Simon, thanks for that. By that experience, I should really get some backup bodies. I know that there has been plenty of discussions about Yashica bodies, but to distill, what would be an ideal backup body? Conditions being, fully mechanical, light and cheap.

On another note, do you take extra steps in further sealing your bodies and lenses? Like putting sticky tape over small buttons, etc?

Thanks, David.
 
David,

For extreme conditions, such as continuous rain and snow, I would use a camera rain jacket for further protection. However, that may not work under windy situation due to more vibration and instability caused by wind drag. For moderate rain and snow, a small piece of cloth covering the camera seems to be a primitive solution but rather practical. BTW, changing of film and lenses would be quite challenging.

I got a Yashica FX-3 body many years ago and it worked pretty good. I now used a Contax S2 as back-up and it never fails me in extreme condition. Its titanium body was deformed due to heavy impact during a harsh trip but it is still working.

Simon
 
check out the EWA marine bags. They have an optical port and hand glove to operate the camera once it's in the bag. They are waterproof (!) to about 4 meters. Note: as in my earlier post, I found this bag very usefull in high dust and sandy conditions too.
 
You don't need water proofing with the later Contax models. I have trekked round Japan with RX and 2 lenses - tropical downpours, well humid hikes, dusty cities, dropped, scratched... I have even had a strap break and have the thing fall from chest hight on to pavement - prism half lept out from camera... Nothing damaged -some tweezers put it back in position.
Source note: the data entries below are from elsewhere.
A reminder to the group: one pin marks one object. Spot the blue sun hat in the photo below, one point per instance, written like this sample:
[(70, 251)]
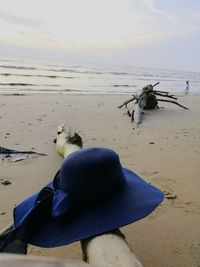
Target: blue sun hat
[(91, 194)]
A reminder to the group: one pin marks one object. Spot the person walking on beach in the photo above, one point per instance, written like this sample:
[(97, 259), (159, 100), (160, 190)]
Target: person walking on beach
[(187, 88)]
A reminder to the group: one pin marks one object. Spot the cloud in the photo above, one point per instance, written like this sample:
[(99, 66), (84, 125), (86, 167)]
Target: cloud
[(8, 17), (151, 5), (196, 15)]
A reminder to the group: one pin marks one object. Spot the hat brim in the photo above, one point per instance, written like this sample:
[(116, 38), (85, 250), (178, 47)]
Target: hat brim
[(137, 200)]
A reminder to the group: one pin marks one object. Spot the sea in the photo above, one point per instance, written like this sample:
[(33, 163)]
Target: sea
[(36, 76)]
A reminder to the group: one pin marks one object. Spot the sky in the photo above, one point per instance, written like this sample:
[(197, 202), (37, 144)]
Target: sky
[(142, 33)]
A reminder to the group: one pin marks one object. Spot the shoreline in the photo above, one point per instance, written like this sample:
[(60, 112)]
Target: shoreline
[(164, 150)]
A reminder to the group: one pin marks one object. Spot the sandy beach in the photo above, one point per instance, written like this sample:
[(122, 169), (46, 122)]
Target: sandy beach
[(164, 150)]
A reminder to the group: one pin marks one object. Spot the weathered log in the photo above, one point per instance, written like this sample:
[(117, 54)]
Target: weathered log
[(165, 95), (173, 102), (109, 249)]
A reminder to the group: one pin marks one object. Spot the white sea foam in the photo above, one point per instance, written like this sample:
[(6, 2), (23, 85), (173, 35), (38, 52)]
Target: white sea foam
[(32, 76)]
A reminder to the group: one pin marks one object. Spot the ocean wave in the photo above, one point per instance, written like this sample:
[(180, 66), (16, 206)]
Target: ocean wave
[(37, 75)]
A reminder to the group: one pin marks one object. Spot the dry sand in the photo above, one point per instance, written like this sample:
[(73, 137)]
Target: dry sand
[(164, 150)]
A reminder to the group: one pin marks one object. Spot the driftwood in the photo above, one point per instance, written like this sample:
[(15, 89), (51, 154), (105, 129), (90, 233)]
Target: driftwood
[(109, 249), (17, 155), (148, 100)]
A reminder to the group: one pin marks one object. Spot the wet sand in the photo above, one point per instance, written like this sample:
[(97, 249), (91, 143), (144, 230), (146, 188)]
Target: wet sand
[(164, 150)]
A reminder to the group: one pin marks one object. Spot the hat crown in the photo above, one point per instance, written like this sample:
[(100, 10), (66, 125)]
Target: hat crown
[(90, 174)]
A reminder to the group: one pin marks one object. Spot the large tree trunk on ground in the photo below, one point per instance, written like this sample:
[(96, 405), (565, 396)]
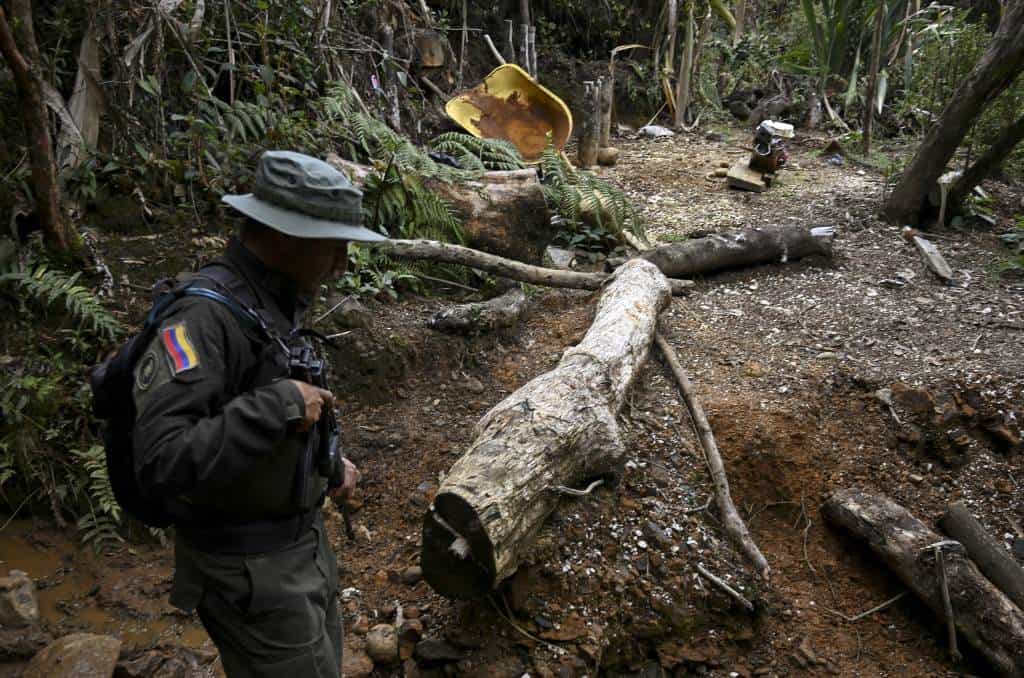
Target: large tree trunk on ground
[(448, 253), (503, 213), (983, 615), (987, 553), (740, 248), (22, 53), (1000, 64), (1001, 146), (558, 429), (482, 316)]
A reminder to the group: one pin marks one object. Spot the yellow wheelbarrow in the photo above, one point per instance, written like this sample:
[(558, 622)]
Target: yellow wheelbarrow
[(509, 104)]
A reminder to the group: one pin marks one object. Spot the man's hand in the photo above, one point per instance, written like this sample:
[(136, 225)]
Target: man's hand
[(352, 475), (314, 398)]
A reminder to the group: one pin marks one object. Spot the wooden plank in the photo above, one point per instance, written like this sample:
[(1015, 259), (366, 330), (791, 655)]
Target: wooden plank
[(933, 258), (741, 176)]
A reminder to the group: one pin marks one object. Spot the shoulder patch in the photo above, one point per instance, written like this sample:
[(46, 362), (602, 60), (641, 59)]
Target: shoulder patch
[(146, 371), (179, 348)]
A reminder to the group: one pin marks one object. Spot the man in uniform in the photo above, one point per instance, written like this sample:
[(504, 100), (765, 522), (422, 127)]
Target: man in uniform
[(221, 429)]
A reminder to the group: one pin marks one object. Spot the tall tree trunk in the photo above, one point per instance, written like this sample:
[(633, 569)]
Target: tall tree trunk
[(670, 40), (702, 32), (872, 77), (1000, 64), (1001, 146), (22, 53), (685, 69), (740, 20)]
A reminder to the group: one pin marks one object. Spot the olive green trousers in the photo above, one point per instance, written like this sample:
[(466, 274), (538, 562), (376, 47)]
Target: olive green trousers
[(269, 615)]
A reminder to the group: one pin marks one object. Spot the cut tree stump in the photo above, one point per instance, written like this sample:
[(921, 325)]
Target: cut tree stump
[(503, 213), (933, 259), (558, 429), (741, 176), (482, 316), (740, 248), (982, 613), (993, 560)]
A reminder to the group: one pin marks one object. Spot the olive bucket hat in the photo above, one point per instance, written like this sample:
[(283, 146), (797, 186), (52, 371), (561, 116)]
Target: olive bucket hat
[(303, 197)]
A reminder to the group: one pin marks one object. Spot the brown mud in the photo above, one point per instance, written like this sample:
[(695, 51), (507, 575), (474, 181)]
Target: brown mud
[(787, 359)]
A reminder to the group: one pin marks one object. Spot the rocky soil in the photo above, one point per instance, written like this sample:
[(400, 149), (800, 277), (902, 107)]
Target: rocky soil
[(816, 375)]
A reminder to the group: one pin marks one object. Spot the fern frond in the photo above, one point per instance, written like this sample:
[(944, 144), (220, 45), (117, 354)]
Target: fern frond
[(44, 287)]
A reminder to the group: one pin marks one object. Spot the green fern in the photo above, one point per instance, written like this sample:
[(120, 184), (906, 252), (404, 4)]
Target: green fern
[(477, 154), (100, 526), (45, 287), (592, 210)]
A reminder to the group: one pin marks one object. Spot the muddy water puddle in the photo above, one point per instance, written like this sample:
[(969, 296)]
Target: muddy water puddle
[(123, 594)]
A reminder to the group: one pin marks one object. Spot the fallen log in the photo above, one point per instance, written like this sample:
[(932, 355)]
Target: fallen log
[(556, 430), (741, 248), (482, 316), (982, 613), (501, 212), (464, 256), (731, 521), (987, 553)]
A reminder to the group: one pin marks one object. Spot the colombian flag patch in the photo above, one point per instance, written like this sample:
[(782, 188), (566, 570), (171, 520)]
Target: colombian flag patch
[(179, 348)]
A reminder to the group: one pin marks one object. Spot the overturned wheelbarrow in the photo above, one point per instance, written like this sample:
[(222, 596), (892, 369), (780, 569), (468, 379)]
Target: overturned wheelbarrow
[(509, 104)]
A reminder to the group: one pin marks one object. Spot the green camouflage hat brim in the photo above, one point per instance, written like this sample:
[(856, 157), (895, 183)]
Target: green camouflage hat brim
[(304, 197), (298, 224)]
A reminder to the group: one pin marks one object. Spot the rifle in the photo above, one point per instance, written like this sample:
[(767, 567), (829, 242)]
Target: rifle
[(325, 438)]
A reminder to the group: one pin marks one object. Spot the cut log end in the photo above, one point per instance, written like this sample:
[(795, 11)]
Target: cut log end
[(457, 556)]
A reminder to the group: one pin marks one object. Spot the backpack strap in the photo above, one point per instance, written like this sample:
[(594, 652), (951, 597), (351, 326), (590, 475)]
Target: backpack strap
[(249, 319)]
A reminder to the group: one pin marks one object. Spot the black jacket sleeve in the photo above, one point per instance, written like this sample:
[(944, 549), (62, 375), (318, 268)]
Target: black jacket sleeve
[(190, 435)]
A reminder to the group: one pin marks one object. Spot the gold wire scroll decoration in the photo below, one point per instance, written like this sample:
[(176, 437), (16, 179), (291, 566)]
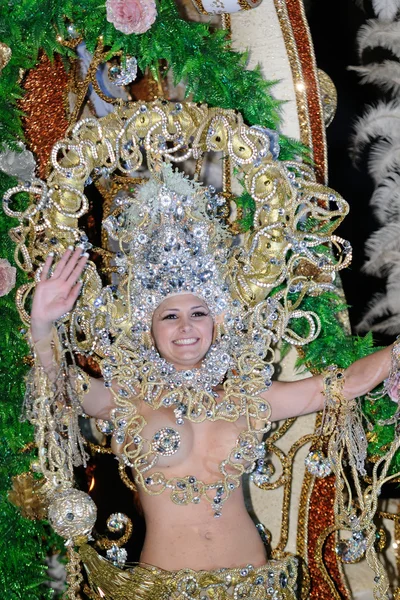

The only problem i have had is PINAPPLE JUICE..... stupidly spilled on the rx's top plate - the citric acid in the juice had eaten into the rubber seals on the program/mode wheel - the thing now sticks and i am gonna have to get it services sometime in future. But this was my mistake .. BUILD QUALITY IS UNBELIVABLE. german/porche/japonese craftmanship at its best (and what mirror d&ening!!)